A lightweight, loop-unrolled BFGS optimization algorithm. This algorithm is designed for small-scale unconstrained optimization problems where low overhead is critical.

Description

SimpleBFGS implements the Broyden-Fletcher-Goldfarb-Shanno (BFGS) quasi-Newton method. It builds an approximation to the inverse Hessian matrix using gradient information, achieving superlinear convergence for smooth objective functions.

Internally, it wraps SimpleBroyden from SimpleNonlinearSolve.jl to find the root of the gradient (i.e., the stationary point of the objective).

Example

using SimpleOptimization, Optimization, ForwardDiff

rosenbrock(x, p) = (1 - x[1])^2 + 100 * (x[2] - x[1]^2)^2
x0 = zeros(2)
optf = OptimizationFunction(rosenbrock, Optimization.AutoForwardDiff())
prob = OptimizationProblem(optf, x0)
sol = solve(prob, SimpleBFGS())

SimpleLBFGS(; threshold::Union{Val, Int} = Val(10))

A lightweight, loop-unrolled Limited-memory BFGS (L-BFGS) optimization algorithm.
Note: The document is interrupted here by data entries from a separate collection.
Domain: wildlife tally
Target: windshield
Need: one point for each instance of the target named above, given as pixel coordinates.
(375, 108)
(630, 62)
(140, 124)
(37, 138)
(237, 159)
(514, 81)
This algorithm is designed for small-scale unconstrained optimization problems where low overhead is critical.

Arguments

• threshold: The number of past iterations to store for approximating the inverse Hessian. Default is Val(10). Can be specified as either a Val type for compile-time optimization or an Int.

Description

SimpleLBFGS uses a limited-memory approximation to the BFGS update, storing only the last threshold iterations of gradient information. This makes it memory-efficient for problems with many variables while still achieving superlinear convergence.

Internally, it wraps SimpleLimitedMemoryBroyden from SimpleNonlinearSolve.jl to find the root of the gradient (i.e., the stationary point of the objective).

Example

using SimpleOptimization, Optimization, ForwardDiff

rosenbrock(x, p) = (1 - x[1])^2 + 100 * (x[2] - x[1]^2)^2
x0 = zeros(2)
optf = OptimizationFunction(rosenbrock, Optimization.AutoForwardDiff())
prob = OptimizationProblem(optf, x0)
sol = solve(prob, SimpleLBFGS())